I think this one does win a prize for being the least articulate version of
the three. ;-)

------
DarkShikari
This seems like a classic troll blog--write an extremely inflammatory headline
that vastly overgeneralizes the subject, knowing it will annoy a whole lot of
people.

It's a great way to get your blog posted on tons of social media sites and
jack up your ad revenue (or, in this case, get more people to see your
portfolio).

Hacker News should be above falling for this sort of thing.

------
Mystalic
As I just posted on your blog:

I'm sorry to be harsh, but you're completely off-base with this rant.

"College Education is a Waste of Time"

Just like anything else, it's how you utilize that education.
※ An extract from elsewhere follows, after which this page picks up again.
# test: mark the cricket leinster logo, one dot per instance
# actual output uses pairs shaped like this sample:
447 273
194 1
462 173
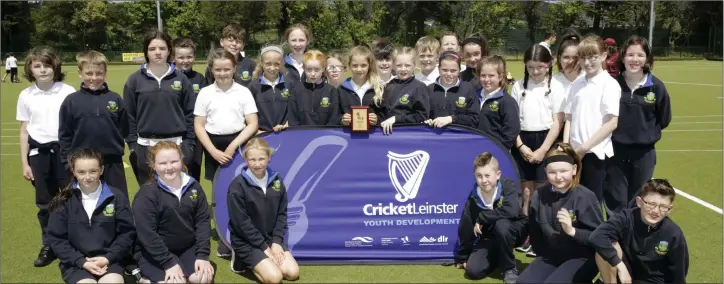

I built
relationships with VCs, businesspeople, entrepreneurs, media, and many people
who have been helpful and will continue to be helpful later in life. I built a
company while in college. I lived my life while in college. People can't help
but hear me out because of my specific college affiliation and my
accomplishments there.

Everything's a waste of time if you don't know how to use it.

"College education is just a piece of paper"

No, it's not. It's a series of relationships, friendships, and knowledge that
people can and do use. It's a door opener. VCs already know a lot about my
qualifications when I walk into the room. The only person that can devalue
that "piece of paper" is you.

"What is there after college?"

Whatever you want to do. I took the entrepreneurial path, not the "salary"
path you generalize with.

I'll end it there, but the point is, you have it completely wrong. Nothing's a
waste of time if you build meaningful relationships, knowledge, and happiness
during that time.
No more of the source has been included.